I felt that I was not fully in the detective’s confidence; there was something working powerfully in his mind, to which he gave me no clue; but I had so much faith in him that I was not offended by his reticence. Anxious as I was, eager, curious—if it suits to call such a devouring fire of longing as I felt, curiosity—he must have known that I perceived his reservations; if so, he had his own way of conducting matters, from which he could not diverge for my passing benefit. Twelve o’clock came, as we sat talking before the fire, which gave a genial air to the room, though almost unnecessary, the “squaw winter” of the previous morning being followed by another balmy and sunlit day. Mr. Burton rung for lunch to be brought in where we were; and while we sipped the strong coffee, and helped ourselves to the contents of the tray, the servant being dismissed, my host made a proposition which had evidently been on his mind all the morning.

I was already so familiar with his personal surroundings, as to know that he was a widower, with two children; the eldest, a boy of fifteen, away at school; the second, a girl of eleven, of delicate health, and educated at home, so far as she studied at all, by a day-governess.
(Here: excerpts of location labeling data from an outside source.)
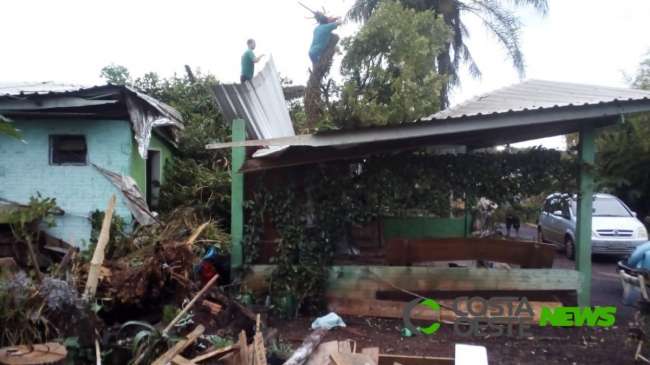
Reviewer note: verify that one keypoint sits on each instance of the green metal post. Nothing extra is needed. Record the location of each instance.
(237, 195)
(586, 148)
(469, 233)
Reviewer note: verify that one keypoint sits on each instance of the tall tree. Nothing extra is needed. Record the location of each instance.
(497, 18)
(623, 153)
(388, 68)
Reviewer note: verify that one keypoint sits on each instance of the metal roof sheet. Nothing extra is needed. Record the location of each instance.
(260, 103)
(538, 94)
(17, 88)
(534, 108)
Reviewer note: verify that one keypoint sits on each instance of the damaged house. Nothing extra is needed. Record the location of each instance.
(81, 144)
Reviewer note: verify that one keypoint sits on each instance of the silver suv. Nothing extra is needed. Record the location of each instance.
(615, 228)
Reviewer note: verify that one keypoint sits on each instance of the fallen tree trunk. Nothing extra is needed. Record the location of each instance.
(308, 346)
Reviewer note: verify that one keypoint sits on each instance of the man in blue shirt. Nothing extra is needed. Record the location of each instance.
(322, 36)
(248, 61)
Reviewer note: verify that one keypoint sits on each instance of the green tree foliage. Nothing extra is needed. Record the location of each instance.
(499, 20)
(196, 178)
(623, 153)
(389, 66)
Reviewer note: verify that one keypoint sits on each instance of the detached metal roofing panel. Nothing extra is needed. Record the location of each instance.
(524, 111)
(539, 94)
(260, 103)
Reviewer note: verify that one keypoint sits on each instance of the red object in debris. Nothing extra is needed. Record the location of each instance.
(206, 272)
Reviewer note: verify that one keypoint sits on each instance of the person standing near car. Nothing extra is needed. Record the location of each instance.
(512, 217)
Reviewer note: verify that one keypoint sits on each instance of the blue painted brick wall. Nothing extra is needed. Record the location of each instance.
(78, 189)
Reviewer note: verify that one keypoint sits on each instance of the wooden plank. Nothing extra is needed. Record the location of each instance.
(418, 250)
(322, 354)
(351, 359)
(378, 308)
(179, 346)
(391, 309)
(372, 353)
(344, 347)
(259, 350)
(450, 316)
(389, 359)
(364, 281)
(215, 353)
(180, 360)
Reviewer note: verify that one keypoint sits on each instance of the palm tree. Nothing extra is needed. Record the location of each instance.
(499, 21)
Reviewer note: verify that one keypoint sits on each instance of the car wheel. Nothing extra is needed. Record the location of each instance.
(540, 235)
(569, 248)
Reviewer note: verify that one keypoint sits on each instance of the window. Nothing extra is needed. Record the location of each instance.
(606, 207)
(68, 150)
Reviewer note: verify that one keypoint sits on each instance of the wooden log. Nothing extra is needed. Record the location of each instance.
(182, 313)
(98, 255)
(378, 308)
(66, 259)
(372, 353)
(418, 250)
(190, 304)
(214, 353)
(224, 299)
(351, 359)
(308, 346)
(40, 354)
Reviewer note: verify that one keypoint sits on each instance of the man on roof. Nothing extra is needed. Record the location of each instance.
(248, 61)
(322, 35)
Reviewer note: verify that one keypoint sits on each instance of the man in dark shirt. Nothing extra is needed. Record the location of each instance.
(248, 61)
(322, 36)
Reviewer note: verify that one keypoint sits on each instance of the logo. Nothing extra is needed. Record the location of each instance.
(481, 318)
(407, 316)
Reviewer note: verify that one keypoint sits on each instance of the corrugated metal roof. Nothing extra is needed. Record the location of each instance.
(17, 88)
(538, 94)
(531, 109)
(260, 103)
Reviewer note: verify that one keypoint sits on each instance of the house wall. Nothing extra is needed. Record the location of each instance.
(138, 164)
(79, 190)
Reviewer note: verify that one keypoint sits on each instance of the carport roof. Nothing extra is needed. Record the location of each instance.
(528, 110)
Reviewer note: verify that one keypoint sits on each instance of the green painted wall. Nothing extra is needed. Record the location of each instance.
(421, 227)
(138, 165)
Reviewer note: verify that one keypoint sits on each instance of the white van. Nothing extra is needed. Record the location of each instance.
(615, 229)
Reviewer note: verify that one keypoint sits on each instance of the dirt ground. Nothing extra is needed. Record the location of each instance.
(579, 346)
(575, 346)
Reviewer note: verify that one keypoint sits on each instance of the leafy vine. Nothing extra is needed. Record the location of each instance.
(313, 207)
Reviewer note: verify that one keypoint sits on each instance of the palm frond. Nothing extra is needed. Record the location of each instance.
(504, 26)
(541, 6)
(361, 10)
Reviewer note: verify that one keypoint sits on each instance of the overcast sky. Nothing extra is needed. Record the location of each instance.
(584, 41)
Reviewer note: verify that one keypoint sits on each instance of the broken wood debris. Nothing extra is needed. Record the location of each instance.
(47, 353)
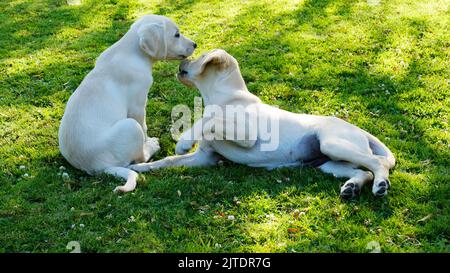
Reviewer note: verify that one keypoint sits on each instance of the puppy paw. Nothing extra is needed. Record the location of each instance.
(183, 146)
(140, 168)
(380, 188)
(151, 147)
(350, 190)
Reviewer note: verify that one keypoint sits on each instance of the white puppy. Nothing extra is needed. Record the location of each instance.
(328, 143)
(104, 128)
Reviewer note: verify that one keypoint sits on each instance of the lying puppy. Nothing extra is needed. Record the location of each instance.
(103, 129)
(328, 143)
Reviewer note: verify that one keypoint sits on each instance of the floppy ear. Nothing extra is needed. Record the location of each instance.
(152, 40)
(217, 59)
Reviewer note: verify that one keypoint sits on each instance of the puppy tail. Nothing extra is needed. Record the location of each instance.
(378, 148)
(129, 175)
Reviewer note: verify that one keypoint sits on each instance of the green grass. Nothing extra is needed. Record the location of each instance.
(384, 68)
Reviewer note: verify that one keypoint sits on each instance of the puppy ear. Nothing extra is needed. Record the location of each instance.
(216, 59)
(152, 40)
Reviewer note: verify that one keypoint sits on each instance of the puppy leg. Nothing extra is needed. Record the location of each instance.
(339, 149)
(358, 177)
(125, 173)
(123, 143)
(151, 147)
(203, 156)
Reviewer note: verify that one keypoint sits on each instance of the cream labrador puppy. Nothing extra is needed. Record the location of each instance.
(328, 143)
(103, 129)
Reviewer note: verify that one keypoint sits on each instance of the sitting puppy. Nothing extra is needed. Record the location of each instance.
(328, 143)
(103, 129)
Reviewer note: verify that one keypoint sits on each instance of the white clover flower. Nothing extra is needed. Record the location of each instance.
(65, 175)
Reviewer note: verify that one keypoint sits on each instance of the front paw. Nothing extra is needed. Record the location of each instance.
(142, 167)
(184, 146)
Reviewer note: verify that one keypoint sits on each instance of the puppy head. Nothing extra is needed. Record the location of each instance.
(211, 67)
(160, 39)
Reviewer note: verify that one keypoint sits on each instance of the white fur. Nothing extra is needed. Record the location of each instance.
(217, 76)
(104, 126)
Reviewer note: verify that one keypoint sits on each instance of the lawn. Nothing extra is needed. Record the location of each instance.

I had never seen this daughter—Lenore, he called her—but I could guess, without particular shrewdness, that his heart was wrapped up in her. He could not mention her name without a glow coming into his face; her frail health appeared to be the anxiety of his life. I could hear her, now, taking a singing-lesson in a distant apartment, and as her pure voice rose clear and high, mounting and mounting with airy steps the difficult scale, I listened delightedly, making a picture in my mind of the graceful little creature such a voice should belong to.

Her father was listening, too, with a smile in his eye, half forgetful of his coffee. Presently he said, in a low voice, speaking at first with some reluctance,

“I sent for you to-day, more particularly to make you the confidential witness of an experiment than any thing else. You hear my Lenore singing now—has she not a sweet voice? I have told you how delicate her health is. I discovered, by chance, some two or three years since, that she had peculiar attributes. She is an excellent clairvoyant. When I first discovered it, I made use of her rare faculty to assist me in my more important labors; but I soon discovered that it told fearfully upon her health. It seemed to drain the slender stream of vitality nearly dry. Our physician told me that I must desist, entirely, all experiments of the kind with her. He was peremptory about it, but he had only need to caution me. I would sooner drop a year out of my shortening future than to take one grain from that increasing strength which I watch from day to day with deep solicitude. She is my only girl, Mr. Redfield, and the image of her departed mother. You must not wonder if I am foolish about my Lenore. For eighteen months I have not exercised my power over her to place her in the trance state, or whatever it is, in which, with the clue in her hand, she will unwind the path to more perplexed labyrinths than those of the fair one’s bower. And I tell you, solemnly, that if, by so doing, she could point out pots of gold, or the secrets of diamond mines, I would not risk her slightest welfare, by again exhausting her recruiting energies. Nevertheless, so deeply am I interested in the tragedy to which you have called my attention—so certain am I that I am on the eve of the solution of the mystery—and such an act of justice and righteousness do I deem it that it should be exposed in its naked truth before those who have suffered from the crime—that I have resolved to place Lenore once more in the clairvoyant state, for the purpose of ascertaining the hiding-place of Leesy Sullivan, and I have sent for you to witness the result.”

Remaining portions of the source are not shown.